Black-and-white Warblers are well named and easy to recognize. They specialize in gleaning insects from bark and spiral upward (or downward) around the trunk of the tree. They remind me of a nuthatch in the way that they forage.
Chestnut-sided warblers are also insect gleaners, preferring to work the foliage of the smaller branches on trees and shrubs. They have a golden cap, which you can’t see very well in this photo, in addition to their rust-brown sides.
The Common Yellowthroat Warbler is easy to spot in dry cattails or the low grass along the shore, but this bird is constantly on the move, and almost impossible to catch in a momentary pause.
Nashville Warblers are supposed to concentrate their foraging efforts in the lower branches of the trees, but the only ones I’ve seen are way up in the top. Bright yellow bellies contrasted with gray head and back is typical of several warbler species, but this one has a white eyering!
Palm Warblers forage more on the ground than other warbler species do, digging through the leaf litter to find insects. This bright yellow fellow is, of course, much more colorful than his drab mate, but both of them have the signature chestnut cap and yellow eyestripe.
The most common of the warblers that migrate through this area — the Yellow-rumped Warbler.

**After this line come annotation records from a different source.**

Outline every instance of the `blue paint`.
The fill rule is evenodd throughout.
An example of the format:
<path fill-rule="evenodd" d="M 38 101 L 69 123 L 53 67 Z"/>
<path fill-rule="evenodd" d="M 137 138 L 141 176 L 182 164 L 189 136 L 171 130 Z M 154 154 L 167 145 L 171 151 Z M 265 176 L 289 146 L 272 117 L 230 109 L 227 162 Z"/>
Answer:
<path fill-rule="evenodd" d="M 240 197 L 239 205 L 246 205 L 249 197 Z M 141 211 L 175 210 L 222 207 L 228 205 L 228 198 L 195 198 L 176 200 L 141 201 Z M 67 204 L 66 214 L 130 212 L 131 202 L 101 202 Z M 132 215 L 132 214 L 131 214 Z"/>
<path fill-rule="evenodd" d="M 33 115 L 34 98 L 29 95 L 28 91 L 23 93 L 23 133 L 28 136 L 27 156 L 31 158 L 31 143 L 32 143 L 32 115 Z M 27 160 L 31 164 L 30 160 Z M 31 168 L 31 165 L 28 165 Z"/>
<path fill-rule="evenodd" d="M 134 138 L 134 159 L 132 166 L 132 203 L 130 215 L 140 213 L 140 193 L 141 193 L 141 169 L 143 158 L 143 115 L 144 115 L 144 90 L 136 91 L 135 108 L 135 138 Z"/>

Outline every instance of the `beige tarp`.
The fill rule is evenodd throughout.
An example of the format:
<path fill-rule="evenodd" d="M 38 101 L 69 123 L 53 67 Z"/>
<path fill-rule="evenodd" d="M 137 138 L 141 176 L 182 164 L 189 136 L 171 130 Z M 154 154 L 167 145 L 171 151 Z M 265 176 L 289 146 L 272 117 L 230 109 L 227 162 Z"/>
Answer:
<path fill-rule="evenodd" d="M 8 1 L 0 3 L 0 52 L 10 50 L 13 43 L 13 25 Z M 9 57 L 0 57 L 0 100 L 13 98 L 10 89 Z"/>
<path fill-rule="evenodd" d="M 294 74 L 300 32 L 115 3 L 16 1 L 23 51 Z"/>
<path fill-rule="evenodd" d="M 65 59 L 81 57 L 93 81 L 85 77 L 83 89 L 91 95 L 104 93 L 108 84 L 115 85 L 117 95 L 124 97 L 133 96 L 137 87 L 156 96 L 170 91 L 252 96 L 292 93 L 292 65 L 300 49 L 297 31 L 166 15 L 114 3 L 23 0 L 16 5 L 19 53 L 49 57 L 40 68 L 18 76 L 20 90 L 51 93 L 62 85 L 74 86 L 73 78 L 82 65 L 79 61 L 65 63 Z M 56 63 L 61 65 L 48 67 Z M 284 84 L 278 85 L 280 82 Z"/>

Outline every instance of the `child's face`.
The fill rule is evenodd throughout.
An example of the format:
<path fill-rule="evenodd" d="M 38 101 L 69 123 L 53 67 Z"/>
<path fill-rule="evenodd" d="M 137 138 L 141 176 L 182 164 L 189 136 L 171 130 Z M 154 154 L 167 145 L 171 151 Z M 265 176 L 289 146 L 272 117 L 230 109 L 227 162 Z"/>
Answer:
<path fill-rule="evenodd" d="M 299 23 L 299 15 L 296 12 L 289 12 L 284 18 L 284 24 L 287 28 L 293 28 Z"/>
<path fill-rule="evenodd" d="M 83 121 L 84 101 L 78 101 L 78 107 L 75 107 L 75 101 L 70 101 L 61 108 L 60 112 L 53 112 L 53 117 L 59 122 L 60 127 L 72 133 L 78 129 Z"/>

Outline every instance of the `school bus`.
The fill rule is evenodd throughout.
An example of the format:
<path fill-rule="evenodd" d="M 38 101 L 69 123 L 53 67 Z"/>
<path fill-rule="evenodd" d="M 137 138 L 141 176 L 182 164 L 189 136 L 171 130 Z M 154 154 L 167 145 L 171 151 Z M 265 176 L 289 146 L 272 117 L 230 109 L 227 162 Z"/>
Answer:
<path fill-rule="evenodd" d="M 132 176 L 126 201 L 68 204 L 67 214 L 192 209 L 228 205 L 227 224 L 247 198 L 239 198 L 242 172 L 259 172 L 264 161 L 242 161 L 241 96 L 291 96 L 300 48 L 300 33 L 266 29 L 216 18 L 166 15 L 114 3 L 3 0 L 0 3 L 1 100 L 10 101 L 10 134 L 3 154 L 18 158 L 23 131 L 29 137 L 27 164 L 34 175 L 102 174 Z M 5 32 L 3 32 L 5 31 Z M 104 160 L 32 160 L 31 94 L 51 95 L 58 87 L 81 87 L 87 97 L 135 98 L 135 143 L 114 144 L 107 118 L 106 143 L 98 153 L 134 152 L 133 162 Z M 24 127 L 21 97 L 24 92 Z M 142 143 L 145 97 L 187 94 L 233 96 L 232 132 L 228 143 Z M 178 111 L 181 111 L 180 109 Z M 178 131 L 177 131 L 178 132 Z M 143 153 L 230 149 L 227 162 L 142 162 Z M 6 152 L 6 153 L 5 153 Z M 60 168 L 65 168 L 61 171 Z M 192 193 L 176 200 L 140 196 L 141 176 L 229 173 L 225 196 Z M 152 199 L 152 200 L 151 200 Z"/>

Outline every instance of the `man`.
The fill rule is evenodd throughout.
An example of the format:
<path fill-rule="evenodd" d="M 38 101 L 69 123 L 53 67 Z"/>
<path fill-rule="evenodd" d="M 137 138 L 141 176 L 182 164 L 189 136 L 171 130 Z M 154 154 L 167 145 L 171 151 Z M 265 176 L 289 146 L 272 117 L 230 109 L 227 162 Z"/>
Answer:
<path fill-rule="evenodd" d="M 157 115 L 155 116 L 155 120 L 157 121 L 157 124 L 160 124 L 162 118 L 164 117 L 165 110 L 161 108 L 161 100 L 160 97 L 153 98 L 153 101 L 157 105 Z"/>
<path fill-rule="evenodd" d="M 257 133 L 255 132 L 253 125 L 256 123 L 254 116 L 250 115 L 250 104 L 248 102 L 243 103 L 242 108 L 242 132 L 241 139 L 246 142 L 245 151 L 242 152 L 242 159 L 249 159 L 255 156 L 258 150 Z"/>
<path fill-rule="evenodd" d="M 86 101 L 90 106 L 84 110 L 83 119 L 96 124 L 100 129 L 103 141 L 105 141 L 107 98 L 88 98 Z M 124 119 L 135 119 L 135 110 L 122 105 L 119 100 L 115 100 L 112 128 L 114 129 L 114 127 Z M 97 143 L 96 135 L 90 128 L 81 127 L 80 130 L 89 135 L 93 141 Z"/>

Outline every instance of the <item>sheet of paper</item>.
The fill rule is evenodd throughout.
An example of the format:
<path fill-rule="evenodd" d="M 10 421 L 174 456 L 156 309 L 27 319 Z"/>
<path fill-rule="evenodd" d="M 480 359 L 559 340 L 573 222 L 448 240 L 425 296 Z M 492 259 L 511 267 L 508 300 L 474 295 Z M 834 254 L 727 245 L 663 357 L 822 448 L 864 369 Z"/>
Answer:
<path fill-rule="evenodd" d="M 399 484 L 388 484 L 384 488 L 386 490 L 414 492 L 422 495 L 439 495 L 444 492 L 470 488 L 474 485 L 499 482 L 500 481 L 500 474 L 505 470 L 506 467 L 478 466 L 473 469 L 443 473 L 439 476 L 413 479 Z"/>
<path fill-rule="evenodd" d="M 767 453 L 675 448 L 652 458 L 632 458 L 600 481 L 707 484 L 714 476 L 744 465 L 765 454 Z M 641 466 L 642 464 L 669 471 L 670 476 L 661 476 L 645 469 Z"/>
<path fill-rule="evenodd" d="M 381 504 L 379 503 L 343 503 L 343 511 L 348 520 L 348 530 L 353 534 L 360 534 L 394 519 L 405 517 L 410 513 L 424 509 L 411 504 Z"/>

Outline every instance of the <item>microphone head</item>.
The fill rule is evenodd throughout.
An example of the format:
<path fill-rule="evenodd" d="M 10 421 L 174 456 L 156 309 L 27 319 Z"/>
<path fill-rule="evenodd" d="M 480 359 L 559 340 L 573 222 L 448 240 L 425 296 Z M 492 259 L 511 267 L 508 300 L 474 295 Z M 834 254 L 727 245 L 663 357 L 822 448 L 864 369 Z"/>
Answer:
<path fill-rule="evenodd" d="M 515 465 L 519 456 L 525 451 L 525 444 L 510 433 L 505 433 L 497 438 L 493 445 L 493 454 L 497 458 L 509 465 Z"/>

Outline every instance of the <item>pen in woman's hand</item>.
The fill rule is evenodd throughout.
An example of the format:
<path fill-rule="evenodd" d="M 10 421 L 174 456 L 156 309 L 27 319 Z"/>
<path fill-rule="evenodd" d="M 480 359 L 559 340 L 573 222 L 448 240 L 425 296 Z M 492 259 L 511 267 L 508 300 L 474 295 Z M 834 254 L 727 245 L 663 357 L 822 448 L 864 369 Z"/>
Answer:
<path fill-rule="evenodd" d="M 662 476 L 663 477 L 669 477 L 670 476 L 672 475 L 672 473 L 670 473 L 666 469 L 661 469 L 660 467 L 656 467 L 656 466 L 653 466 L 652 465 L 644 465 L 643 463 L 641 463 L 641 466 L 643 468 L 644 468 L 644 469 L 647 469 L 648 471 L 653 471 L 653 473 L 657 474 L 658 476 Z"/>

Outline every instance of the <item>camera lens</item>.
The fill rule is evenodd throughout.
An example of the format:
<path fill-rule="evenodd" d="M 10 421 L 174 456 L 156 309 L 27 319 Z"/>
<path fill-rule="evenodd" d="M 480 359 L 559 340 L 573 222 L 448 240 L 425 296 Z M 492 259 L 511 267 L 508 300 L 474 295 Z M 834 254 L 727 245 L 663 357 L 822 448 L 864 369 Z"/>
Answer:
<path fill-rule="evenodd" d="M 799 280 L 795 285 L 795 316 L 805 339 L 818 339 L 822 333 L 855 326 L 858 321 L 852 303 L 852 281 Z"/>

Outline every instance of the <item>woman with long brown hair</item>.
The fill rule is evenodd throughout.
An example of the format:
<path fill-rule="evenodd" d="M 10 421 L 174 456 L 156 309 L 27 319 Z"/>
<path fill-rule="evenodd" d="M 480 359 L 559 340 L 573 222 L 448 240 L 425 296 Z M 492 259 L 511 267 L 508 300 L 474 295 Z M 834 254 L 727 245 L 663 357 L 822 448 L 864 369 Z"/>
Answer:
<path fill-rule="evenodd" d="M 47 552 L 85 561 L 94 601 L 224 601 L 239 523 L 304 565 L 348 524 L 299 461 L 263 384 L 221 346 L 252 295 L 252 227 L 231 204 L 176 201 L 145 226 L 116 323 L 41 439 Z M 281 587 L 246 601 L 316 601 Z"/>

Affectionately known as “butterbutts” for their characteristic flag of yellow rump feathers, they also sport a very handsome vest of black chest feathers beneath their black mask and slate-blue caps.
And last, but not least, the glow-in-the-dark Yellow Warbler, who frequents wet places near the shoreline of lakes and streams. This one is my favorite — because he sits still for more than a nanosecond.